As I remember that story from many years back, it reminds me of another one from not so long ago. Driving my son to an event with friends, I was very focused on the congested highway traffic. I was shaken out of this hyper-focus as my GPS screamed instructions to exit right in one mile. The volume was “adjusted” by my loving son, thank you very much, I am awake now. As it turns out, it woke me up literally and figuratively.

Technology is wonderful and certainly makes many of the tasks in our daily lives more manageable. Sometimes, however, I think we get too complacent and rely on it so much that we lose touch with reality. We lose touch with the human element. We become robots following instructions instead of operators directing our own path in life.

In the case of GPS use, I call it the curse of the purple line.Β I have seen this mental process active while navigating both a car and an airplane. We rely on these navigation units so heavily that we lose all semblance of where we are and where we are going. We blindly follow whatever that charming voice tells us confident that it knows best. We follow the purple line without fail. Even if it has us traveling in circles, which it often does.

I often fall into the habit of following that purple line on the GPS. At times, I also find myself following the metaphorical purple line in our life. We don’t question the path we are on. We follow it blindly, positive that it must be the correct way, the only way. Sometimes we need to pull off on the side of the road, get out our trusty road map, and re-orient ourselves. We need to look at the big picture and adjust our route. The fastest route is not always the best route.
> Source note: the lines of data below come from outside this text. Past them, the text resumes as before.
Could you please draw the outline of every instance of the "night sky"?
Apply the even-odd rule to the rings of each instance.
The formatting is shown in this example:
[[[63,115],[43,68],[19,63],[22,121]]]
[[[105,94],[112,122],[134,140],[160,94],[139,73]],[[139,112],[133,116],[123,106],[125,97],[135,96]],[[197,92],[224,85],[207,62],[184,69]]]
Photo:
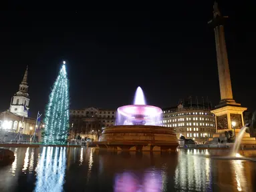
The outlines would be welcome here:
[[[132,102],[138,86],[148,104],[160,107],[190,95],[217,104],[214,32],[207,25],[213,1],[172,1],[0,12],[0,111],[9,108],[28,65],[31,114],[43,113],[63,60],[70,109],[116,109]],[[256,2],[218,1],[229,17],[225,29],[234,98],[255,110]]]

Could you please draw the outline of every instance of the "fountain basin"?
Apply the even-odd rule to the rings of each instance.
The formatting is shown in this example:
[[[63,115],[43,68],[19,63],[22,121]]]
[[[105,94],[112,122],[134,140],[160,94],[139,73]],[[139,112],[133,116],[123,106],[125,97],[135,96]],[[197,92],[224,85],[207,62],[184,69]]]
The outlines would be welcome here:
[[[176,130],[155,125],[116,125],[104,129],[98,149],[128,151],[175,151]]]

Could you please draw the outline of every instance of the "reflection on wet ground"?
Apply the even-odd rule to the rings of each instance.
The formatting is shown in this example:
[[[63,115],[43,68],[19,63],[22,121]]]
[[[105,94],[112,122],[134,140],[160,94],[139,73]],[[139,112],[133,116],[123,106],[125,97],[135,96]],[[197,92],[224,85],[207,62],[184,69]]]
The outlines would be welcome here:
[[[16,158],[0,167],[0,191],[256,191],[255,162],[211,158],[225,156],[227,150],[8,149]],[[256,158],[256,151],[243,155]]]

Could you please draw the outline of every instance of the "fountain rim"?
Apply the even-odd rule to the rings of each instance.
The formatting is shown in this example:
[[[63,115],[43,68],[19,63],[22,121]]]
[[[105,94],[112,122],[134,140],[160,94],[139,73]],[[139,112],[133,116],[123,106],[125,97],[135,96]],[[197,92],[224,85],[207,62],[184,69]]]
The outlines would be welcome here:
[[[143,114],[134,114],[134,113],[127,113],[126,111],[124,112],[124,108],[129,108],[129,107],[138,107],[138,108],[141,108],[141,109],[143,109],[143,108],[155,109],[157,110],[157,112],[155,114],[154,114],[153,117],[156,116],[158,115],[160,115],[162,112],[161,108],[156,107],[156,106],[153,106],[153,105],[124,105],[124,106],[118,107],[117,111],[121,115],[122,115],[126,117],[131,117],[131,115],[143,115]]]

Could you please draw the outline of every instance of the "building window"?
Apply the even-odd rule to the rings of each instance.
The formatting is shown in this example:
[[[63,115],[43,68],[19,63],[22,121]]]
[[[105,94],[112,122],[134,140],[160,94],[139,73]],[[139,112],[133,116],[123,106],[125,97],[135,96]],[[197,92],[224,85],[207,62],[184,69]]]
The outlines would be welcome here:
[[[18,127],[18,121],[15,121],[13,123],[13,129],[17,129],[17,127]]]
The most important reason for going from one place to another is to see what’s in between, and they took great pleasure in doing just that. ~Norton Juster, The Phantom Tollbooth

Not-all-those-who-wander-are-lostCultivate an insatiable desire to explore, to seek out new locations and experiences that add to your story. Don’t allow yourself to be directed by the purple line of narrow-minded expectations. Release your physical body and mental mind to wander aimlessly. Allow your curiosity to flourish. Decide to take the scenic route and you will discover that your true destination isn’t where you end up, but what you find on your way there.
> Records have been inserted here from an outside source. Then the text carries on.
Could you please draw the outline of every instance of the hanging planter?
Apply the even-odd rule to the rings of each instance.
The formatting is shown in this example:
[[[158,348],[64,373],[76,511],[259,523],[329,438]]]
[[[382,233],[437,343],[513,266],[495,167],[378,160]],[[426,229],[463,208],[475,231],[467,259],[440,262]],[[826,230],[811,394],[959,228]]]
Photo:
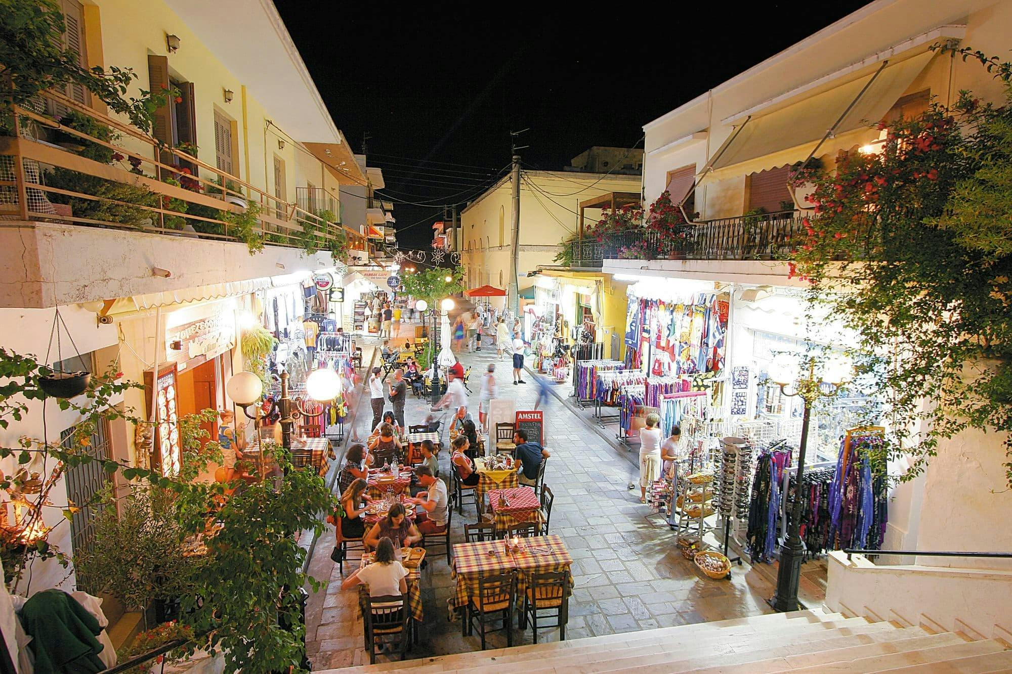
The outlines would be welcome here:
[[[60,326],[63,326],[63,331],[67,333],[70,345],[74,347],[74,354],[85,369],[73,372],[64,371]],[[88,389],[88,385],[91,383],[91,372],[87,370],[88,365],[84,362],[84,358],[81,357],[81,352],[77,350],[77,344],[74,343],[74,338],[71,337],[70,330],[67,329],[67,324],[63,320],[63,316],[60,315],[59,307],[56,310],[56,315],[53,317],[53,330],[50,332],[50,348],[46,350],[46,362],[48,363],[53,362],[50,360],[50,353],[53,351],[54,338],[57,340],[57,368],[49,374],[43,374],[38,377],[38,388],[50,398],[66,399],[80,396]]]
[[[53,372],[38,377],[38,388],[50,398],[74,398],[88,389],[91,372]]]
8 thoughts on “Finding our way

  1. Jennifer August 20, 2013 / 9:49 am

    Wandering….This is one of my favorite things to do – I love traveling just because of the ability to wander…I know it is nuts but I would much prefer taking a “trip” where hardly any of it is planned just so we aren’t tied down to being “somewhere” by a certain time πŸ™‚ Love this post because I think my inner traveler is calling for an adventure πŸ™‚

    • davecenker August 20, 2013 / 10:37 am

      I couldn’t agree more. We are definitely on the same page πŸ™‚ The tie to technology in my career is my “purple line” that sometimes prevents me from wandering towards my heart’s content. France, Italy, Switzerland … just sayin πŸ˜‰

  2. apartmentwife August 20, 2013 / 10:09 am

    i’ve been a self-proclaimed wanderlust since childhood. it’s the best way to explore new places&faces&cultures πŸ™‚ more often than not, it makes for a good story, too. i think you should plan one of those ‘coin toss’ road trips where you go right for heads, left for tails (ie, n no planning at all)
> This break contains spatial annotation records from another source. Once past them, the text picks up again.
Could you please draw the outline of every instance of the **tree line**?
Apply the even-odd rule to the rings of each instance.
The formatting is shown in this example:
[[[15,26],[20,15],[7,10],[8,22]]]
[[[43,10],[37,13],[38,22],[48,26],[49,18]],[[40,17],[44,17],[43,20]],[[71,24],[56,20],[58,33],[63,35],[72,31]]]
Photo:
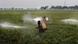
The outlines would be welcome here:
[[[41,6],[40,9],[78,9],[78,5],[75,6],[51,6],[49,8],[49,6]]]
    • davecenker August 20, 2013 / 10:39 am

      Awesome idea, as long as it doesn’t lead to a right turn across the Atlantic Ocean. On second thought, that would be awesome πŸ˜‰ Thanks, as always, for your thoughtful insights!

  3. MRS N, the Author August 20, 2013 / 11:25 am

    Wanderlust is a wonderful thing. I learned from an early age to enjoy the journey as much as the destination. When I was little, we’d hop into the car and go for a Sunday drive. It was a wonderful learning experience and allowed me to see little towns and hamlets I would have never known.

    I totally agree with you about the technology steering us and needing to unplug, so to speak. I love just getting out of the car/bus/train and just exploring on foot. I can see things and experience the miracle of nature that I would never have seen if I was buzzing by in a car.

    Brilliant post and I hope your Wanderlust gene stays with you forever, Dave! πŸ˜‰

    • davecenker August 20, 2013 / 11:29 am

      Society seems to dictate that we always need to have an agenda. Making the time to take those Sunday drives just for the sake of exploration can be so therapeutic. There is so much to be absorbed from what the world offers and we never know its full impact until we feel it ourselves with all five of our senses.

      Personally, I think my wanderlust gene had gone into hibernation, but it is certainly waking up and ready to make up for lost time πŸ™‚ Thank you, as always, for your wonderful and insightful comments!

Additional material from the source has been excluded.